I got my first iPhone in 2011, and then I had various other smart devices until 2021. I had an iPhone when my son was born in 2018 and my daughter in 2020 and I remember sometimes my screentime would be 8-10 hours a day. I always said it was because I was feeding and watching TV and awake with a baby (which I certainly was) but I also know in retrospect I was trying to escape from feeding and being awake with a baby.
My friend once commented that my shoulders must hurt because I'm always scrunched over my phone. There were WhatsApp and Reddit groups for new moms so I felt like I was making connections and bonding with people. However, I don't look back at that time as particularly social or bonding. I doubt many people think of the newborn stage as social or bonding, but I find it weird that my constant phone use kept me from realizing how isolating and exhausting (and special and life changing) that time was.
Maybe the distortion of the phone is a distortion of the experiencing self vs. the remembering self? Often times, we experience things far different than we remember them. Most of my outdoor pursuits are experienced with pain and discomfort, and remembered with joy and excitement. Somehow, smartphone use seems to reverse the trend. I experienced things with an entertained numbness and remembered them for the hard times they were.
What really sent me down this path was the Pandemic, when the world said "It's okay, just do it online!" and I thought "it's not okay, I don't want to do it online" and somehow no one was able to acknowledge that it was generally so much worse than before. I didn't want to do Zooms. I didn't want to have all day group chats. I didn't want my two year old in front of a screen watching a librarian reading a book. I just wanted to be around people.
Johan Hari argued in Stolen Focus that the Pandemic gave us a glimpse into the world that Silicon valley (ie smartphone app central) was moving us towards.
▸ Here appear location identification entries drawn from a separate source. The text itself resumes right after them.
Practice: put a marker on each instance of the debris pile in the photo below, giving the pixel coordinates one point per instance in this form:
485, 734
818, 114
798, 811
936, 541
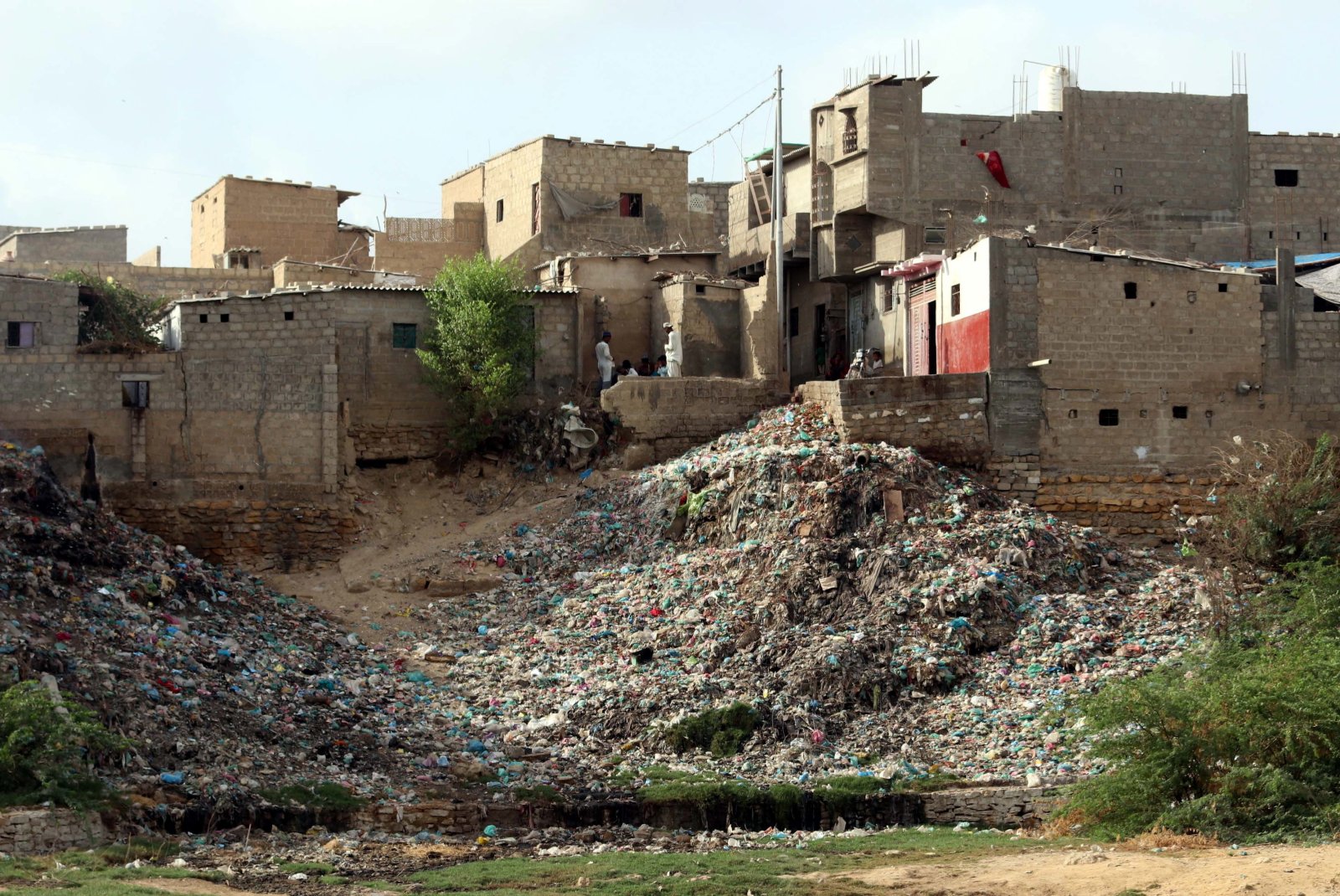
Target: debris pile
878, 614
224, 686
881, 612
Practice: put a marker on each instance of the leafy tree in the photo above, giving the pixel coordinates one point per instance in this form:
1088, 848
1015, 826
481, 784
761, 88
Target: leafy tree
1239, 739
480, 350
113, 317
49, 749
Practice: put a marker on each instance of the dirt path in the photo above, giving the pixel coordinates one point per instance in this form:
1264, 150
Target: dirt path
1270, 871
415, 524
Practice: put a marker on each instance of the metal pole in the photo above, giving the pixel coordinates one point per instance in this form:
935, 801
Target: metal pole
777, 234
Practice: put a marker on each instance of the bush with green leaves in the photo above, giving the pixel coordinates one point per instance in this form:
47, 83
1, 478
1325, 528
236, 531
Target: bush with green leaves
49, 749
723, 730
111, 315
1240, 739
480, 348
1281, 504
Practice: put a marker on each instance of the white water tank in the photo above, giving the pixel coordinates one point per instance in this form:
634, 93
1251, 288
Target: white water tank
1051, 91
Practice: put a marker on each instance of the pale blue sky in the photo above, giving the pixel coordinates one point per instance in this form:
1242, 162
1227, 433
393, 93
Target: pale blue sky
120, 111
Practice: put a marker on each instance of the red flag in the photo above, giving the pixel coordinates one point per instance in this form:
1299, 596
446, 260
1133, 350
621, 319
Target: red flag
993, 163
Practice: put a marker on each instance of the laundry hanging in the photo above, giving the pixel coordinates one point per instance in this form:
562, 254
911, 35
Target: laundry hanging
993, 163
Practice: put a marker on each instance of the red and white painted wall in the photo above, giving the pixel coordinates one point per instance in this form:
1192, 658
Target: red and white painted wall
964, 308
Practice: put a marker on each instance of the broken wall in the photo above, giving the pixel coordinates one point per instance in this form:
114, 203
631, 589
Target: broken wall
673, 415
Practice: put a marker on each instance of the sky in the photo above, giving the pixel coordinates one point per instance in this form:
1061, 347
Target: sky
121, 111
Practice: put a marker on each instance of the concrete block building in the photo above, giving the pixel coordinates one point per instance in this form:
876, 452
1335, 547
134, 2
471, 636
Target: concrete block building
234, 438
554, 196
245, 223
40, 245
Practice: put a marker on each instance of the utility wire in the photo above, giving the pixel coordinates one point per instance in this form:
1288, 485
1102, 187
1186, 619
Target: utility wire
741, 121
748, 90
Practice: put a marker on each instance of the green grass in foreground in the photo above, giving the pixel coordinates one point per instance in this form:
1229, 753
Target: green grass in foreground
767, 873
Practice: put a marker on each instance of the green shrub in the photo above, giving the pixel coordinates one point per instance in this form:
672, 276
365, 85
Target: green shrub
1281, 502
1236, 741
113, 317
325, 796
49, 749
723, 730
480, 348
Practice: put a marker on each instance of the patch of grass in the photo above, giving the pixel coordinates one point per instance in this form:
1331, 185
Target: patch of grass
307, 868
723, 730
322, 796
777, 873
538, 793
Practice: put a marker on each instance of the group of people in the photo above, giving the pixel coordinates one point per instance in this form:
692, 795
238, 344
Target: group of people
868, 362
667, 364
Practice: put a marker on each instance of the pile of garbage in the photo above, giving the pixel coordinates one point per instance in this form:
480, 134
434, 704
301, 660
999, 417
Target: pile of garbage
881, 615
223, 685
879, 611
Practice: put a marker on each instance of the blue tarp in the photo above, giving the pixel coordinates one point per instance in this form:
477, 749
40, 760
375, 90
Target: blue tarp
1299, 261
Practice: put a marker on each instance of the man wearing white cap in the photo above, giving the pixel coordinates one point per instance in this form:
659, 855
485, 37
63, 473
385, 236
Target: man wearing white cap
605, 361
674, 350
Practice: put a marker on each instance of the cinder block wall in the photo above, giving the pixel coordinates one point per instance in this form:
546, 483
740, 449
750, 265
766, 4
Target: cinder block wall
941, 417
673, 415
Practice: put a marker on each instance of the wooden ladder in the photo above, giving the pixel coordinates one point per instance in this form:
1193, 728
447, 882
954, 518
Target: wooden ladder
759, 192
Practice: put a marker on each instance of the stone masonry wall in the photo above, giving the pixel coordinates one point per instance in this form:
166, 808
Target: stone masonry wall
672, 415
991, 806
1306, 216
942, 417
26, 832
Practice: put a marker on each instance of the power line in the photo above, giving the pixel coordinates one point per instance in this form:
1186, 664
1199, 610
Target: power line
736, 123
748, 90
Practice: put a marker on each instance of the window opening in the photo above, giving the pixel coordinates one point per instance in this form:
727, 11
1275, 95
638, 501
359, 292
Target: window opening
134, 393
630, 205
848, 134
22, 334
404, 335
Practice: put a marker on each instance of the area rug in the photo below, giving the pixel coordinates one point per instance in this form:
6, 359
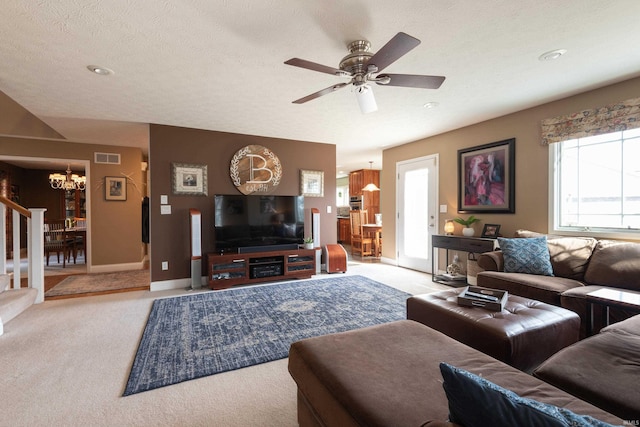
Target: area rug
101, 282
203, 334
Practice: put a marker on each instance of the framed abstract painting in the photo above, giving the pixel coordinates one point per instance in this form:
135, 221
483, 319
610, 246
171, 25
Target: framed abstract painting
486, 178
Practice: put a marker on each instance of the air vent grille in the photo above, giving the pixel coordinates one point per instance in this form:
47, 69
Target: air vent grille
107, 158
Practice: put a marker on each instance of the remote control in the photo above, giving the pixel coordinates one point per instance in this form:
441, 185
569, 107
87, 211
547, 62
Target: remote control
482, 296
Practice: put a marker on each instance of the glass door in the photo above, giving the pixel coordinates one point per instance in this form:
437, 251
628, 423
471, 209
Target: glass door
416, 211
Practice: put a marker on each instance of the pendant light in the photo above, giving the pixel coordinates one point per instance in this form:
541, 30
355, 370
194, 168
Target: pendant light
371, 186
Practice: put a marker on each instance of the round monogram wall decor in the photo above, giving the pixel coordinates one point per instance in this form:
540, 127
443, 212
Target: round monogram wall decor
254, 169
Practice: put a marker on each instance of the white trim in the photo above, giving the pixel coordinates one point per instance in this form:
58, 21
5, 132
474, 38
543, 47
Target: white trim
110, 268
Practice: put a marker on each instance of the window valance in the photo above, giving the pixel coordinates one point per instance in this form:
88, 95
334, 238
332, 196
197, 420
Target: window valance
596, 121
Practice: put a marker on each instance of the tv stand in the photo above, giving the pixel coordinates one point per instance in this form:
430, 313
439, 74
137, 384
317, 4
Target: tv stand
227, 270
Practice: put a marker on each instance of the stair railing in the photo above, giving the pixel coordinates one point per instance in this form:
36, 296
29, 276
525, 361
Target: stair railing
35, 244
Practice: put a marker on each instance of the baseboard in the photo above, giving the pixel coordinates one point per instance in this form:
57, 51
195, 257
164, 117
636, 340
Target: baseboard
166, 285
110, 268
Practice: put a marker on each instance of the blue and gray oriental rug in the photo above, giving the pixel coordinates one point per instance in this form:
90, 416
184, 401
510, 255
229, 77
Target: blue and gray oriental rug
203, 334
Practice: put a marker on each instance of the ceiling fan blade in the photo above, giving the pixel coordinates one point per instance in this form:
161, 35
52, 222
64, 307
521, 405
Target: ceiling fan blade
395, 48
302, 63
320, 93
408, 80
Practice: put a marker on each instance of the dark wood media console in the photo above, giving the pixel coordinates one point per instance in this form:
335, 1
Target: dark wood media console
225, 271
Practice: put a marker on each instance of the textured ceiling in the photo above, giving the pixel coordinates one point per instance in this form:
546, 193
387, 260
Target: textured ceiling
218, 64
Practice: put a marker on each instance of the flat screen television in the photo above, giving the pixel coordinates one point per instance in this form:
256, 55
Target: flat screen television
258, 223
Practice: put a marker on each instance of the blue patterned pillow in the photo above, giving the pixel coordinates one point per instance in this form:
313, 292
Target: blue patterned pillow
474, 401
526, 255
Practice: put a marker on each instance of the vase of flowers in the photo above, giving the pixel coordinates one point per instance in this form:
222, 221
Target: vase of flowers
467, 231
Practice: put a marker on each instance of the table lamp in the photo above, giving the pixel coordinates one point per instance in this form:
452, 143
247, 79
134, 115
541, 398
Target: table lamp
448, 227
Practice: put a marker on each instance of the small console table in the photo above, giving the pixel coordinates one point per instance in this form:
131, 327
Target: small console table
475, 245
228, 270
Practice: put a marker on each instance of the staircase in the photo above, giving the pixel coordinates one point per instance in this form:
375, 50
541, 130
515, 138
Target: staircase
14, 300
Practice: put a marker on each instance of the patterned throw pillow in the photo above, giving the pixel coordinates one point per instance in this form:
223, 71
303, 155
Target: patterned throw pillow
526, 255
476, 402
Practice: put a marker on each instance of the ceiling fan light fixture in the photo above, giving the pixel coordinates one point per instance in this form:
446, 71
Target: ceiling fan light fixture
102, 71
366, 100
552, 55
It happened very quickly and jarringly and hopefully many of us decided we don't like that world, that we value people and places and things that are real.
However, Hari's book came out in 2021, and I feel we are already forgetting how much screen overuse sucked. How much better real life is.
For a while, when restaurants opened and people were out and about, I saw fewer phones. I saw parks with parents playing with kids, and paying attention to them. Parents chatting at the school gates. More and more I see parks filled with adults on phones. Restaurants of children on ipads. Parents waiting in their cars at school pickup, heads buried in phones.
When people were taken away from us we turned to digital.
I sometimes wonder, if digital was taken away, would we all turn back to people?